Sonoma County and the North Bay would benefit from the increased investment in public works contained in Gov. Jerry Brown's $150 billion proposed budget unveiled last month.

Accompanying the Democratic governor's spending blueprint is a five-year capital project spending plan — the first since 2008.

Although $53 billion of the $57 billion earmarked between now and 2019 would be devoted to streets, roads, highways and high-speed rail, the plan specifically mentions improvements to the state hospital in Napa and the Veterans Home in Yountville.

Other capital needs at North Bay state parks and other facilities could also be included once the plan is finalized.

Brown also sets aside an additional $815 million in one-time funds for the fiscal year that begins July 1 for deferred maintenance projects, which has lagged during the state's cash-starved budgets of the past decade.

"It's important to focus attention on the infrastructure we've got to make sure it has the longest useful life possible, which helps reduce the need to build more expensive new facilities," said H.D. Palmer, spokesman for the state Department of Finance.

The $815 million includes everything from overpasses and border checkpoints to classrooms and armories. Like Brown's five-year public works plan, the bulk of the deferred maintenance money — $337 million — is spent on the state's transportation system.

Of that money, $100 million would be sent to cities and counties for street and road maintenance and repairs. The State Controller estimates that Sonoma County would get nearly $840,000 under the various formulas used to divvy up the money. Napa County would receive $285,000 and Lake and Mendocino counties would get $185,000 and $253,000, respectively. Santa Rosa would receive $260,000.

The governor's five-year capital plan mirrors the multi-year spending plans adopted by the state Transportation Commission in 2012. Brown's plan also doesn't affect local transportation project priorities established through half-cent sales tax increases like Measure M, adopted by Sonoma County voters in 2004.

Among the $90 million in projects Sonoma County lists on the proposed State Highway Operation and Protection Program for 2014 are:

— $32.5 million to realign Highway 1 near Carmet, slated to start in the fiscal year beginning July 1, 2015.

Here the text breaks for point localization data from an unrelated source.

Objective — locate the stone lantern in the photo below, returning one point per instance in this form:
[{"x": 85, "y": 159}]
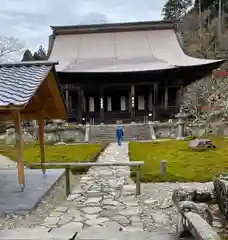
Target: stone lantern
[
  {"x": 60, "y": 130},
  {"x": 181, "y": 116}
]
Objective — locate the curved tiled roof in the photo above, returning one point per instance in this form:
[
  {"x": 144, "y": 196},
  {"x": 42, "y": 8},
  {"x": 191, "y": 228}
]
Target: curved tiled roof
[{"x": 120, "y": 50}]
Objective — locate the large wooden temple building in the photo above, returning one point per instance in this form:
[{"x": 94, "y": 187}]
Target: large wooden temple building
[{"x": 126, "y": 71}]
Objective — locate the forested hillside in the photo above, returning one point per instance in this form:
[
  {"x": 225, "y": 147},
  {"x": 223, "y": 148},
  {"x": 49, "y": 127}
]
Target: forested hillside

— $11 million to protect against landslides on Highway 1 near Fort Ross, also slated for the 2015 fiscal year.

Other big-ticket items in Brown's budget include the new $179 million courthouse in Santa Rosa. Construction of the 173,500-square-foot facility is scheduled for the fiscal year beginning July 1, 2016 with completion in the early part of 2019. Brown's budget proposes spending $7.7 million to create preliminary plans for the 15-courtroom project.

On a similar track is a new courthouse in Ukiah. The $122 million project is also scheduled for completion in early 2019. The governor's budget proposes spending $4.5 million to create preliminary plans for the nine-courtroom project.

A four-courtroom courthouse in Lake County is further along. The governor's budget contains $3.5 million to generate working drawings, the step preceding construction. The $55 million project is slated for completion in the fall of 2017.

No North Bay projects for the California Highway Patrol, the Department of Motor Vehicles or Cal Fire are identified in the governor's five-year capital outlay plan.

The Department of Parks and Recreation, which says it has a statewide deferred maintenance backlog of $1.5 billion, would receive $131 million under Brown's plan. The money is designed to address critical health and safety issues, enhance day-use facilities, and preserve and restore cultural and historic resources.

In the budget Brown unveiled in January is an additional $40 million for the parks department's most critical deferred maintenance.

"We are still working on prioritizing the projects," said Vicky Waters, a spokeswoman for the department.

Napa State Hospital, opened in 1875, would receive about $40 million under Brown's plan over five years for various building renovations, including $2.2 million for security fencing, $5 million for a recycled water system and $31 million for renovations.

Brown also proposed spending $6.5 million to improve the electrical and telecommunications systems at the Yountville veterans home and expand its pharmacy.

"Aging infrastructure and inadequate housing units at Yountville are the key drivers of CalVet's capital outlay needs," the Democratic governor says in his plan.